Market volatility generally benefits the Calamos Market Neutral Income Fund (CMNIX).
That was true last year, when the fund returned 5.35% (versus the Morningstar Market Neutral Category return of 1.29%). It was difficult to add alpha during the market’s quick, sharp COVID-19 correction, but the fund benefited from the embedded value in the convertible arbitrage book as the market normalized, which Calamos Co-CIO, Head of Alternative Strategies and Co-Head of Convertible Strategies, Senior Co-Portfolio Manager Eli Pars explained on yesterday’s CIO call (listen here).
And, a different kind of volatility happening this month also has been positive for the fund, with heightened trading attributed to speculation driven by social media platforms including WallStBets (Reddit) and Robinhood.
“These specific retail segments are causing major swings that really don’t have much of a fundamental basis,” said Jason Hill, Senior Vice President, Co-Portfolio Manager.
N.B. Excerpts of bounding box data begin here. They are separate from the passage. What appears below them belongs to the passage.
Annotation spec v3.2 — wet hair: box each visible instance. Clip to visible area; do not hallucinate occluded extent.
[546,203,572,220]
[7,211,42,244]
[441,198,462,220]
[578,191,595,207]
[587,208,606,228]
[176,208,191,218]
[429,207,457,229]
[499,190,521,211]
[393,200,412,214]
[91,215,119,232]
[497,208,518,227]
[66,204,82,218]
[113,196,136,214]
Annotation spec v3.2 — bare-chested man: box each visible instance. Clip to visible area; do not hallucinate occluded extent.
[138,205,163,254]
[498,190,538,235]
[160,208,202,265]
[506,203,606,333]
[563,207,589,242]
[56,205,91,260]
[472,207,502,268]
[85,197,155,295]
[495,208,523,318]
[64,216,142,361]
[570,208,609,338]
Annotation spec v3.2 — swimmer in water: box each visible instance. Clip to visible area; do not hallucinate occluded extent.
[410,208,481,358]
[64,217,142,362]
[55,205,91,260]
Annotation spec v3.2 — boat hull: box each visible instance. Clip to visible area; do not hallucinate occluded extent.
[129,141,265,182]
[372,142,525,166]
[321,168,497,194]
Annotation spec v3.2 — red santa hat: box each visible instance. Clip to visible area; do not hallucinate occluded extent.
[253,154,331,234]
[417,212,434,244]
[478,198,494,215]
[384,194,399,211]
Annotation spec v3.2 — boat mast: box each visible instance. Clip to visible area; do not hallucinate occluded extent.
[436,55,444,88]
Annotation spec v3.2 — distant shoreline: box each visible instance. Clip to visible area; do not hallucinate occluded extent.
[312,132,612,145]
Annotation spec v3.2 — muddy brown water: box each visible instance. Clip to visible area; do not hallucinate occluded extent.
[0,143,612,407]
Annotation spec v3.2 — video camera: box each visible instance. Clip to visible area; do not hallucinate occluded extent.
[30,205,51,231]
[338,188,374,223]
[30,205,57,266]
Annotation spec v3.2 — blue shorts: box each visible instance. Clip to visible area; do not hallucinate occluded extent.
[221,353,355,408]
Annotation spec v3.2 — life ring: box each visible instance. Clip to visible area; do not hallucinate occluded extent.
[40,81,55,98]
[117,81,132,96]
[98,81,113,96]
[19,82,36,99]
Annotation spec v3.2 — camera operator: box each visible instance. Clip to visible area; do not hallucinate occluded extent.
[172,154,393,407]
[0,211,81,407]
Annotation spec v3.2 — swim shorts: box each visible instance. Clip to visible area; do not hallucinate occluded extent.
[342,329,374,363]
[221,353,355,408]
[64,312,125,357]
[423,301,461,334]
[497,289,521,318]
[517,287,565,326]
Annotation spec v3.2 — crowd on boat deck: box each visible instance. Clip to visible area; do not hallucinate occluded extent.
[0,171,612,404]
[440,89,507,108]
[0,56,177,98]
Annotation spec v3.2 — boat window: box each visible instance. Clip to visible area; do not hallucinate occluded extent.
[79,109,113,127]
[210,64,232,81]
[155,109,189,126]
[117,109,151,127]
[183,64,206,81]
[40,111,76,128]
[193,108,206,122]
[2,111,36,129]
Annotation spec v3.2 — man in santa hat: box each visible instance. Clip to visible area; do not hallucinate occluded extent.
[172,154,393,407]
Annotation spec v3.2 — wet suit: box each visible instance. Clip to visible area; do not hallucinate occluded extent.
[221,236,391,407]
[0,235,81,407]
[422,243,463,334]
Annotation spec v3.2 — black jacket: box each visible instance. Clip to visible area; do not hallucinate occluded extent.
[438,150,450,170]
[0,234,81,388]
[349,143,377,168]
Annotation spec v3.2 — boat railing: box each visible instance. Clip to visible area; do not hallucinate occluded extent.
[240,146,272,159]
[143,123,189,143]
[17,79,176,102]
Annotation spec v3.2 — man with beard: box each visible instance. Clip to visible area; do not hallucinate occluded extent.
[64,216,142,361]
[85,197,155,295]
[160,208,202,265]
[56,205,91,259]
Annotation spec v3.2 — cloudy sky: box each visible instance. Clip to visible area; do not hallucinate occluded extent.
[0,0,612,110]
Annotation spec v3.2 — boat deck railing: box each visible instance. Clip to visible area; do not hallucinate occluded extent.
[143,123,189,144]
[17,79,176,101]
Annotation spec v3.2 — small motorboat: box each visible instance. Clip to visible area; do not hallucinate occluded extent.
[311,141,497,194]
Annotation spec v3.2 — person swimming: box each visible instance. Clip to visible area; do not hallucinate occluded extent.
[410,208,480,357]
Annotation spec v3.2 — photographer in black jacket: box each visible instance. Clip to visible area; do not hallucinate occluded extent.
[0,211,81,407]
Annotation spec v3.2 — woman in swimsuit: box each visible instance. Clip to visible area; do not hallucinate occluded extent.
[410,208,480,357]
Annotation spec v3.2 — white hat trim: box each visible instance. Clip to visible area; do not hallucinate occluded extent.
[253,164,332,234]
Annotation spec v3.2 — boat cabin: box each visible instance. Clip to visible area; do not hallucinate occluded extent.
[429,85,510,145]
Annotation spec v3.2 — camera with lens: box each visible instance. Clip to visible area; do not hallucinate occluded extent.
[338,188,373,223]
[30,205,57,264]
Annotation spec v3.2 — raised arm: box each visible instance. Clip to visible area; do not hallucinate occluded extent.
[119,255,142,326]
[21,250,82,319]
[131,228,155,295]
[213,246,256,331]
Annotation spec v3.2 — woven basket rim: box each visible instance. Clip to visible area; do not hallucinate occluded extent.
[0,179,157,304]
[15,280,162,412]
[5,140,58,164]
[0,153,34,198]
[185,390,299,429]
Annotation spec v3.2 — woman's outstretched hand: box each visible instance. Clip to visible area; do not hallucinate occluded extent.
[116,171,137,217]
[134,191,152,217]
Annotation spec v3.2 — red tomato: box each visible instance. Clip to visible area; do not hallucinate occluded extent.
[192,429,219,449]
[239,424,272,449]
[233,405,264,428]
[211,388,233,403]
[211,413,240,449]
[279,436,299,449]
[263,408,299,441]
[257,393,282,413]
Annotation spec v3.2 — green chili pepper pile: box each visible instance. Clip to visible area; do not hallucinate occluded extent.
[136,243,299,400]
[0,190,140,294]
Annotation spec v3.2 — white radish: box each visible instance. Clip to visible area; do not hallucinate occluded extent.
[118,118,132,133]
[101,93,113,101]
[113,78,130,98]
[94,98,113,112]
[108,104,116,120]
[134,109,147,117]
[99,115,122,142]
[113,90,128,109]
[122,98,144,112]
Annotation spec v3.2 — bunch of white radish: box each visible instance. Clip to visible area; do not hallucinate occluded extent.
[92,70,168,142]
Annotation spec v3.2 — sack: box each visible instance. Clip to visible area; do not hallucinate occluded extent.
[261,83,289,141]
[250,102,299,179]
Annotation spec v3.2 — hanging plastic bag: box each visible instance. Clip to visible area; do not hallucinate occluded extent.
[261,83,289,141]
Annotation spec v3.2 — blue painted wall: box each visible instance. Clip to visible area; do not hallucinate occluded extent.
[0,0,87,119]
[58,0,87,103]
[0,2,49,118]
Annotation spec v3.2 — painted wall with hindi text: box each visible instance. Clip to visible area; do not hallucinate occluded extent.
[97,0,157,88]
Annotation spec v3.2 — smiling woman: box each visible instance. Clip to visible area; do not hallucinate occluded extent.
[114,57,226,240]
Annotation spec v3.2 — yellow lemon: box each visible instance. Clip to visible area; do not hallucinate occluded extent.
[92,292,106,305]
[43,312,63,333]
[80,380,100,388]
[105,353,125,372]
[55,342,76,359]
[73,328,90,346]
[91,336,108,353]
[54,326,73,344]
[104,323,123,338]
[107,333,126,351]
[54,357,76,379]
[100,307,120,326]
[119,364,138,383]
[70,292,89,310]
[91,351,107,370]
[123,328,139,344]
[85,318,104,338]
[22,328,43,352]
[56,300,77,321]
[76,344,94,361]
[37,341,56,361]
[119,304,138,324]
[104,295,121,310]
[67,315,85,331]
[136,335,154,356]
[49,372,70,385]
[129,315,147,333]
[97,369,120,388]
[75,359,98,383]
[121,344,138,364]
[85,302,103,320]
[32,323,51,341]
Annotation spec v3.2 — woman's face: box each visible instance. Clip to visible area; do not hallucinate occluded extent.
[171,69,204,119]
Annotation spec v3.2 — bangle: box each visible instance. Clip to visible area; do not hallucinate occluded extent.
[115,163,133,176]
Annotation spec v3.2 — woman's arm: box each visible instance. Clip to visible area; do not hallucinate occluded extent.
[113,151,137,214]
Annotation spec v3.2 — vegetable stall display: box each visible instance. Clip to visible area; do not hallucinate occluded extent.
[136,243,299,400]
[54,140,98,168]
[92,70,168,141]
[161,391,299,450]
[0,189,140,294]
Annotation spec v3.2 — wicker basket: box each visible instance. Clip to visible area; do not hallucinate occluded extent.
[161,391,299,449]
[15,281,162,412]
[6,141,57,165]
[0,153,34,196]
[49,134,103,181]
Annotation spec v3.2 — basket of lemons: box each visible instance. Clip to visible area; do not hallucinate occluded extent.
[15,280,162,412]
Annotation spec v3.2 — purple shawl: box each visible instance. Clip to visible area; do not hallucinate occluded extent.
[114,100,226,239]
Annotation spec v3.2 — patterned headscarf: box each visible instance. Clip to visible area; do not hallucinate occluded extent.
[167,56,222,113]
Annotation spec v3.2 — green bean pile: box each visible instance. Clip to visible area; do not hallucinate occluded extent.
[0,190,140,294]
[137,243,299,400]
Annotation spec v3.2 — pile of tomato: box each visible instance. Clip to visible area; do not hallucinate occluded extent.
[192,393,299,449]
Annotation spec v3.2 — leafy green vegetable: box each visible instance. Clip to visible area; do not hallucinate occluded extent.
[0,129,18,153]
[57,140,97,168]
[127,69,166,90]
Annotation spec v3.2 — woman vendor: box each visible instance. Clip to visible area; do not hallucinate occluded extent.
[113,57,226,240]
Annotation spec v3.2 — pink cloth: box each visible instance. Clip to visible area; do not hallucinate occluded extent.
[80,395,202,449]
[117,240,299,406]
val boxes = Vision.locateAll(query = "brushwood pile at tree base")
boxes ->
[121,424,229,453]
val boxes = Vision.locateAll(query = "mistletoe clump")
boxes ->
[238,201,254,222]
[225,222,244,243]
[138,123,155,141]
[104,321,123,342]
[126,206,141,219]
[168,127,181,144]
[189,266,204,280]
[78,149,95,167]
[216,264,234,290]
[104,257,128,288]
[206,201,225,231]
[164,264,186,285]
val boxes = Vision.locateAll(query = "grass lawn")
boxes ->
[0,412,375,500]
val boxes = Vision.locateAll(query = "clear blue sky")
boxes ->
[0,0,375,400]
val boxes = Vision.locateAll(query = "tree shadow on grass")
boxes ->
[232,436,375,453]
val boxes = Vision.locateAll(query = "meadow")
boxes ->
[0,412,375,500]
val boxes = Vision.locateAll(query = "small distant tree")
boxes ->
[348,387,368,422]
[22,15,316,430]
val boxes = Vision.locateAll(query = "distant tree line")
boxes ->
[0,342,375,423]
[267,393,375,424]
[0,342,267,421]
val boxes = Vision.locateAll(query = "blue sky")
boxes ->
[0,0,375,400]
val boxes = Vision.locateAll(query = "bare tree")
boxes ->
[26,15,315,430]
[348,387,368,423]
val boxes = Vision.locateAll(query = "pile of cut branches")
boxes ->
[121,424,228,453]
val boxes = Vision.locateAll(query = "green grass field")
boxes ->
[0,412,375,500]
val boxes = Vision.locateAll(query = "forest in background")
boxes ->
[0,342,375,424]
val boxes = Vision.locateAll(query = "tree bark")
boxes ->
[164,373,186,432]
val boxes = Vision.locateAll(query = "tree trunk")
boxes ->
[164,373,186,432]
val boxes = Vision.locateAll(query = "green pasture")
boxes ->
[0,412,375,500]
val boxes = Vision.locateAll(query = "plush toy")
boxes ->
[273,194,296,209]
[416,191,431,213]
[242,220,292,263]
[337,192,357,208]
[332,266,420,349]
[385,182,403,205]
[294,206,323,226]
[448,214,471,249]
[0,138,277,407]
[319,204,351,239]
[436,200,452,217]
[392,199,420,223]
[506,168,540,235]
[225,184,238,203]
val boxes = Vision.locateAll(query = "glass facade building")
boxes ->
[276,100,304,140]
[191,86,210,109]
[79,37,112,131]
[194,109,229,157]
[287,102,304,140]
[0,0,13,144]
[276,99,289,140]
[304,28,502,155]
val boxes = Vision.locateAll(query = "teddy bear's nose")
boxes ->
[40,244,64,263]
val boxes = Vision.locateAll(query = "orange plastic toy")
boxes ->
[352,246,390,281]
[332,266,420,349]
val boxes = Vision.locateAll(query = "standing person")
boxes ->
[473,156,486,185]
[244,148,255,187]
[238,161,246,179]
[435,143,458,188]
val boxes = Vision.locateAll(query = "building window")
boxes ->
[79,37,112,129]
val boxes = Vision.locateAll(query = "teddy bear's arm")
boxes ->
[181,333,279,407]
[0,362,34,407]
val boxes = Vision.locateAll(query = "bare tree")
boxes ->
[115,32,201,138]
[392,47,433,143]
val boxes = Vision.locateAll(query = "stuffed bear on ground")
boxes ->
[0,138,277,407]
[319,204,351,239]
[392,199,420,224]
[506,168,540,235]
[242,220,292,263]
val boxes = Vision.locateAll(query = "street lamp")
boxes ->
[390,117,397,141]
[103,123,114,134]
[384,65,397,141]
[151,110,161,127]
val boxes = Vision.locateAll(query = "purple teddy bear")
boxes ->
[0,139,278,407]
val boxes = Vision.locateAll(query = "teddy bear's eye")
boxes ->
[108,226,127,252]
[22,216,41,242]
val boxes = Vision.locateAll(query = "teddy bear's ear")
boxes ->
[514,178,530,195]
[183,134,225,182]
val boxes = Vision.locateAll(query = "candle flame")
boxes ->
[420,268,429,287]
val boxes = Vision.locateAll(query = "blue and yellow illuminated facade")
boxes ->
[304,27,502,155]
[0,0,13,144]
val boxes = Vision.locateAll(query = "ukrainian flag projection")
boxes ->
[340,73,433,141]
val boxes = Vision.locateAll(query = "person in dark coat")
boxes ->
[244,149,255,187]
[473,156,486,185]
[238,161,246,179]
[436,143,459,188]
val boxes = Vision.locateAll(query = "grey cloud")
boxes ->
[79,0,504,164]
”This kind of uncertainty is typically really good for us as it just creates potential spillover residual volatility to companies, industries and sectors. The volatility doesn’t have to be in a convertible bond-specific name or even a position in our book to create volatility throughout this strategy. We can trade that back and forth to make money.”
Hill named multiple catalysts with the potential to create short-term market shocks this year, including ongoing political and social issues, corporate earnings announcements, COVID/vaccine delays, equity valuations and social media’s continued role in the markets.
“All of these present a good opportunity to have increased volatility that flows through to valuations to convertibles and something we can possibly monetize,” said Hill.
Overall, the call was a positive update on both sleeves of the strategy: convertible arbitrage and hedged equity. With a 60% weight since the middle of last year, the convert arb piece is at the higher end of the historical range “because of how we feel about the opportunity set and overall risk/reward of the strategy. It has more to do with how much we like convert arb right now versus not liking hedged equity,” said Hill.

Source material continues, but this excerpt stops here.